For people with cancer, early detection can mean the difference between life and death. Detecting cancer in its earliest stages — before it has grown aggressively or spread to lymph nodes or other parts of the body — gives people the best chance of survival. The more advanced the cancer when it’s diagnosed, the lower the odds it can be conquered with surgery or therapies.

While scientists are constantly seeking better treatments for cancer, the real holy grail among oncology researchers has been developing an early-warning system. Routine screenings such as colonoscopies, Pap smears, or mammograms have been highly effective in detecting certain cancers earlier than if people waited until they had noticeable symptoms. But even these tools can’t spot the earliest signs of cancer. Also, they’re not available for every type of cancer.


In the genomics field, scientists have begun focusing on telltale cancer markers found in the blood. For example, tiny DNA fragments known as ctDNA are shed by tumors and circulate in the bloodstream. Many companies and research institutions have now developed tests to detect these fragments from a simple blood draw. They are used primarily to monitor existing cancers — offering important signals about how a tumor is responding to treatment or whether tumors have specific genetic variants that make them good targets for certain therapies — but they can also pick up the presence of cancer in people who have not yet been diagnosed.

Unfortunately, ctDNA fragments generally cannot be used to locate the source of the cancer; since they travel in the bloodstream, they could have originated almost anywhere.

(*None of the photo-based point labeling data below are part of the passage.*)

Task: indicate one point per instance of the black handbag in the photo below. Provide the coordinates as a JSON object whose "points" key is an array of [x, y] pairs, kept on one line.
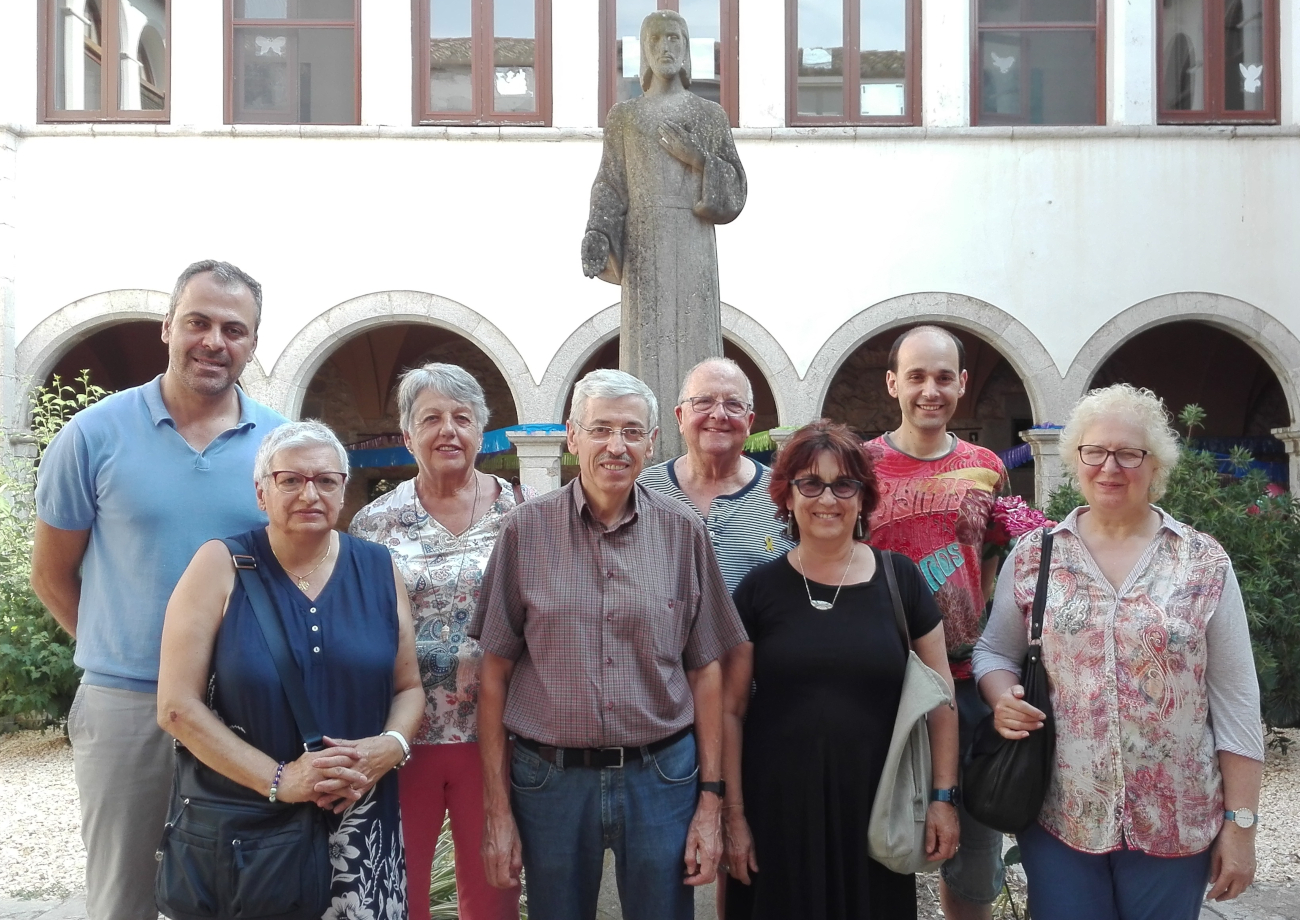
{"points": [[1005, 781], [228, 851]]}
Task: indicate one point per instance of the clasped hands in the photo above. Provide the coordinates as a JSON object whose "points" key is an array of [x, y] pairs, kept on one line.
{"points": [[341, 773]]}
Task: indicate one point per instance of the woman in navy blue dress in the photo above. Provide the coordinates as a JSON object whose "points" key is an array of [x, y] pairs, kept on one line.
{"points": [[349, 624]]}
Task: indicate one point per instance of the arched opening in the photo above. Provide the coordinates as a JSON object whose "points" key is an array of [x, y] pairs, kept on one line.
{"points": [[355, 393], [118, 356], [1188, 361], [996, 406]]}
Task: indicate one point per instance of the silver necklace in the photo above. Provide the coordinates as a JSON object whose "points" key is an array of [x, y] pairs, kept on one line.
{"points": [[823, 604]]}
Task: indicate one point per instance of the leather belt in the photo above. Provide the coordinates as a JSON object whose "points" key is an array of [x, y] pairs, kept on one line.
{"points": [[597, 758]]}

But now scientists are exploring another layer of information carried by these DNA fragments. Results from a new study indicate this may be the missing puzzle piece that finally allows for early cancer detection with the ability to map its origin.

In our bodies, DNA is the blueprint that guides everything — from building our organs to sending out a key hormone at a critical moment. But our DNA carries a second layer of code on top of it, known as methylation. This code regulates which parts of our DNA get turned into active marching orders by RNA and proteins at any given time, ensuring that our complex systems get only the information they need when they need it.

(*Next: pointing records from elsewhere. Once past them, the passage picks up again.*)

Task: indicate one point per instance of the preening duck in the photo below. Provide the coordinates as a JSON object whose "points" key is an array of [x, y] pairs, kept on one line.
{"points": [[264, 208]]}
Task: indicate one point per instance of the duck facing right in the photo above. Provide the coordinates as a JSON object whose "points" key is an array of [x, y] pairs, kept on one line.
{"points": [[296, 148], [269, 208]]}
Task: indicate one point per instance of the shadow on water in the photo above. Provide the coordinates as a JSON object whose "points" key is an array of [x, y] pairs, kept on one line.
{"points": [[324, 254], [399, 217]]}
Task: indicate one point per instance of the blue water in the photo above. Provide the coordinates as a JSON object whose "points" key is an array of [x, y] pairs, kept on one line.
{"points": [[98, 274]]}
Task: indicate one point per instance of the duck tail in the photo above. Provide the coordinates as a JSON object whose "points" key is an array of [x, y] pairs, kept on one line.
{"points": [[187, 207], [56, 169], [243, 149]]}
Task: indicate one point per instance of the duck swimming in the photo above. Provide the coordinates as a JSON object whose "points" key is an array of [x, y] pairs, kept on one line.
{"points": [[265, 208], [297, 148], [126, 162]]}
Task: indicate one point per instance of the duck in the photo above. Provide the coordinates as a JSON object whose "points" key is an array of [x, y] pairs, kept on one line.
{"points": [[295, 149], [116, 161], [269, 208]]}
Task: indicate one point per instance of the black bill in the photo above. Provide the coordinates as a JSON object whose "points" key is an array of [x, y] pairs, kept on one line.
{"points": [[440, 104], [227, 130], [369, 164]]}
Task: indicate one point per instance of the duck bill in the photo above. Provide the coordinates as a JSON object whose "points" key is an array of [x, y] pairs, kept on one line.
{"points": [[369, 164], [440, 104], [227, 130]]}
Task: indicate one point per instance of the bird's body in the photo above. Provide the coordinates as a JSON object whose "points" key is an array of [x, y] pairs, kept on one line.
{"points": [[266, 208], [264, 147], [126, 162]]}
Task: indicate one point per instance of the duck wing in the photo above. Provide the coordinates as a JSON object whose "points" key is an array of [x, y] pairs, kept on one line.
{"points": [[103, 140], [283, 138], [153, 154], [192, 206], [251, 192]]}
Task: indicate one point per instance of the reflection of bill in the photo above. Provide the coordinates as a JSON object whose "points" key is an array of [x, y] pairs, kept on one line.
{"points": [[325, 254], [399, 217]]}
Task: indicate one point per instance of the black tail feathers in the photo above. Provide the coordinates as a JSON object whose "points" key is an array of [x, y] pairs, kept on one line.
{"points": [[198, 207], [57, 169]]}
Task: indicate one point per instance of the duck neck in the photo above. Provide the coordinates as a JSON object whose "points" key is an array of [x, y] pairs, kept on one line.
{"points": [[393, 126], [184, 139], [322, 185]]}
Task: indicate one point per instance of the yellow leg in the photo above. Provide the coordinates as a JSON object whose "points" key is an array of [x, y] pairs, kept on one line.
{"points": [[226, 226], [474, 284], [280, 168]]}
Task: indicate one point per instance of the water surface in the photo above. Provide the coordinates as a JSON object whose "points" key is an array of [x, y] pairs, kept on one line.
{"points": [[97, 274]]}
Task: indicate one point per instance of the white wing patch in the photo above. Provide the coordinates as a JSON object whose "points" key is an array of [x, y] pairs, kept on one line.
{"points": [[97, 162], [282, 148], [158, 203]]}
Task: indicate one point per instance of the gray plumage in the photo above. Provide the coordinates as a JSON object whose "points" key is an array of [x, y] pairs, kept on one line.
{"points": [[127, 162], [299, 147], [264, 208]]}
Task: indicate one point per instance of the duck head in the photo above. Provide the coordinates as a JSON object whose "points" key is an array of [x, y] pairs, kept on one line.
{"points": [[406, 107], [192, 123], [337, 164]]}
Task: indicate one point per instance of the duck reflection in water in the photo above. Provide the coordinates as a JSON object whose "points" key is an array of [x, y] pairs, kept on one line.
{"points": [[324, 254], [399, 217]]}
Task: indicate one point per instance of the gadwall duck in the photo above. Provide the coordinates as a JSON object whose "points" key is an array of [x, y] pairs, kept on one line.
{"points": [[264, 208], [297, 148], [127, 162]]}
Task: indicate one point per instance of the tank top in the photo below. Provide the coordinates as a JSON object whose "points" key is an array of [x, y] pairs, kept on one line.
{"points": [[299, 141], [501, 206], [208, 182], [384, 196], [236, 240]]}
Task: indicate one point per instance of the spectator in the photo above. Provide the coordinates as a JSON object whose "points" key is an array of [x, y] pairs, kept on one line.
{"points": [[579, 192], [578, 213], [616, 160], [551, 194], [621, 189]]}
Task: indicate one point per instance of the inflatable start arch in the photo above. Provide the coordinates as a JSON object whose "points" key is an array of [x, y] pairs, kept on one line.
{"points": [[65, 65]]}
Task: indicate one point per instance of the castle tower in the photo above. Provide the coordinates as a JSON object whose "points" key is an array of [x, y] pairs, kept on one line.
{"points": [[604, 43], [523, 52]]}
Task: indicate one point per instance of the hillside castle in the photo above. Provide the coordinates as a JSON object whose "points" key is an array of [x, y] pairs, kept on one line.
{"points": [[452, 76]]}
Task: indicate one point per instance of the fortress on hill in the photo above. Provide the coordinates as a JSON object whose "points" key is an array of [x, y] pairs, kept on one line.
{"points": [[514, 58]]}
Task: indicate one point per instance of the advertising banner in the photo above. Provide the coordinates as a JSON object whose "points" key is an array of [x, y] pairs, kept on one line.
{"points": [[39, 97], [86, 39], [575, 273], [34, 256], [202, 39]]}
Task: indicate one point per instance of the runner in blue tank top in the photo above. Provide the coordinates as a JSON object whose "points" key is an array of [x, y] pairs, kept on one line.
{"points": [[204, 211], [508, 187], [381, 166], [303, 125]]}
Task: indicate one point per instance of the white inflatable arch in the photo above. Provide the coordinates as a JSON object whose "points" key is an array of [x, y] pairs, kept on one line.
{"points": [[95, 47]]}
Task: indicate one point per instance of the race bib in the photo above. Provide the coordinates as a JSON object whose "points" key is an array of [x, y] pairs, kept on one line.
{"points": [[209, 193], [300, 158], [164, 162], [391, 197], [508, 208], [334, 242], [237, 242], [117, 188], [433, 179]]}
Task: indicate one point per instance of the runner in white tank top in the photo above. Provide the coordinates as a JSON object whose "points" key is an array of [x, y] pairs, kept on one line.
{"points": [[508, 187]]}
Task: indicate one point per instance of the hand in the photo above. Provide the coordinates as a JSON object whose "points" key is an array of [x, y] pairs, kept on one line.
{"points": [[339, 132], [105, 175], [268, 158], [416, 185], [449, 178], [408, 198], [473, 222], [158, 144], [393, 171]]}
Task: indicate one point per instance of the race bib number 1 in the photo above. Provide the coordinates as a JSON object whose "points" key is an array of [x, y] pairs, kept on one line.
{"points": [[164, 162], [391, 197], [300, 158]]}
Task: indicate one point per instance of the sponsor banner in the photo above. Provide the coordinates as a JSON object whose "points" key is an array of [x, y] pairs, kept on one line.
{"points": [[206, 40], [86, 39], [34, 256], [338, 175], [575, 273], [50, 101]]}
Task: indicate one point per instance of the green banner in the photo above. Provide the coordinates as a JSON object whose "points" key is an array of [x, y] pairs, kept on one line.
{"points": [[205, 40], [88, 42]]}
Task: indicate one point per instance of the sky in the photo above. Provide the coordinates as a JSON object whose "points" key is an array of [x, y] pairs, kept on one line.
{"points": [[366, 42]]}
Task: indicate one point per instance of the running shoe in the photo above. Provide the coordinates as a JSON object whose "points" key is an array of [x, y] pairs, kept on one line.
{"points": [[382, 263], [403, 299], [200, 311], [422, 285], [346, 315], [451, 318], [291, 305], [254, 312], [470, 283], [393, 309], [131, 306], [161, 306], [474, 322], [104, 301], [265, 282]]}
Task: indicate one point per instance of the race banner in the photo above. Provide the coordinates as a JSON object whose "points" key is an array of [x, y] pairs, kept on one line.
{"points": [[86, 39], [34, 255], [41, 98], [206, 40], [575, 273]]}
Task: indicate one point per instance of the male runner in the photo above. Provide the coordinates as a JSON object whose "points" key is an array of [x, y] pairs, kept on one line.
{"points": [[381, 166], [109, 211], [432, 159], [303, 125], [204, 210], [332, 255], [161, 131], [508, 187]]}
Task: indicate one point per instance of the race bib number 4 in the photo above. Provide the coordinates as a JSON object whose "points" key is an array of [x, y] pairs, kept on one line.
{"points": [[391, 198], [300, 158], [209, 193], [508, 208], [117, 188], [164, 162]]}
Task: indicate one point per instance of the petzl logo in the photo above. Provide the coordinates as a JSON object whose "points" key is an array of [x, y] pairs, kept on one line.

At the recent annual meeting of the American Society of Human Genetics, Nicholas Cheng from the Ontario Institute for Cancer Research presented data from a study that aimed to detect cancer by mining methylation data from DNA fragments found in blood samples. He and his team used more than 300 blood samples collected between 2009 and 2017 as part of Canadian Partnership for Tomorrow’s Health Project, a large-scale health project that follows hundreds of thousands of participants over several years.

The team focused on people who were healthy at enrollment but were later diagnosed with breast, prostate, or pancreatic cancer at some point during the study. They used blood samples collected prior to diagnosis — in some cases, many years prior — and applied machine learning tools to look for methylation patterns indicative of cancer. They also analyzed control samples from study participants who never had cancer to ensure that any findings were specific to the development of cancer.

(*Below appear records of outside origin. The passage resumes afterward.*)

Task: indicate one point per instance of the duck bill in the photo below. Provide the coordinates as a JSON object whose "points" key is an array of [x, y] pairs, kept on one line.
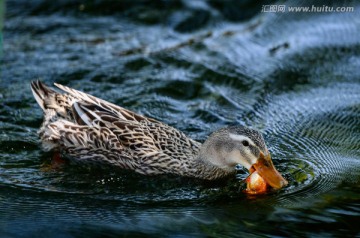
{"points": [[266, 169]]}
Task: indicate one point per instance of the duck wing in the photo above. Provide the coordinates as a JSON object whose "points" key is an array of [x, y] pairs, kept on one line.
{"points": [[93, 130]]}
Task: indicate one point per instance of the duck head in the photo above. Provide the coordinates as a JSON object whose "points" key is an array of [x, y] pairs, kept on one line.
{"points": [[235, 145]]}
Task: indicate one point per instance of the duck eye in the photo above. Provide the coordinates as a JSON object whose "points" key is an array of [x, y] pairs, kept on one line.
{"points": [[245, 143]]}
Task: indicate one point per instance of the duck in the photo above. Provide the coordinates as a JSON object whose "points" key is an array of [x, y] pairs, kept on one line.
{"points": [[91, 130]]}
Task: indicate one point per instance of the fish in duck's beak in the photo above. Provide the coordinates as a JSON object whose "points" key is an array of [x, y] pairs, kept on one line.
{"points": [[266, 169]]}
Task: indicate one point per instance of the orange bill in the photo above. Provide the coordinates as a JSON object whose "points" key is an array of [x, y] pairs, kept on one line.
{"points": [[265, 168]]}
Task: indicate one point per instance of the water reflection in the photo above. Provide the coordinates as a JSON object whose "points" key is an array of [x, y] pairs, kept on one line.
{"points": [[295, 78]]}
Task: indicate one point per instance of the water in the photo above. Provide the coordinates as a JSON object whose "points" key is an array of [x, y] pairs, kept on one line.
{"points": [[198, 66]]}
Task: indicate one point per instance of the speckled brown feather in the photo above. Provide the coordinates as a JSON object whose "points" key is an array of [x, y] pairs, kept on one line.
{"points": [[93, 130]]}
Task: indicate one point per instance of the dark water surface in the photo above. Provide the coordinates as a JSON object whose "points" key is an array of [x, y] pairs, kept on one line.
{"points": [[198, 66]]}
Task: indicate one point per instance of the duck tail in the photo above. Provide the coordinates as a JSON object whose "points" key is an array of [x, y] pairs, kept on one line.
{"points": [[41, 92]]}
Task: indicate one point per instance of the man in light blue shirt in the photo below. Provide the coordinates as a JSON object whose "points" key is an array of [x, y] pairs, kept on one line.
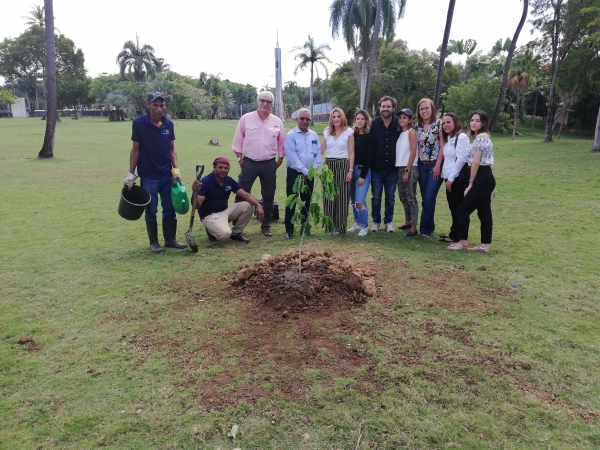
{"points": [[301, 150]]}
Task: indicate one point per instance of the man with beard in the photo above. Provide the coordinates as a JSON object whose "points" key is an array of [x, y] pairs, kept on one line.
{"points": [[384, 174]]}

Cheng and his colleagues found that their approach not only identified the presence of cancer, but also pinpointed its source using key methylation signatures. Best of all, the researchers found this worked up to seven years prior to diagnosis by conventional techniques. “Across cancer genomes there [tend] to be genome-wide disruptions in methylation patterns,” Cheng said in his conference presentation. “We’re able to identify discriminatory signatures indicative of cancers.”

Cheng believes that eventually this kind of tool could be validated sufficiently to be used alongside standard screening protocols in clinical practice; it could be useful with cancers for which there are good screening methods as well as cancers for which no screening exists, such as pancreatic cancer. While further study is needed, it’s a remarkably promising step toward earlier detection of cancer.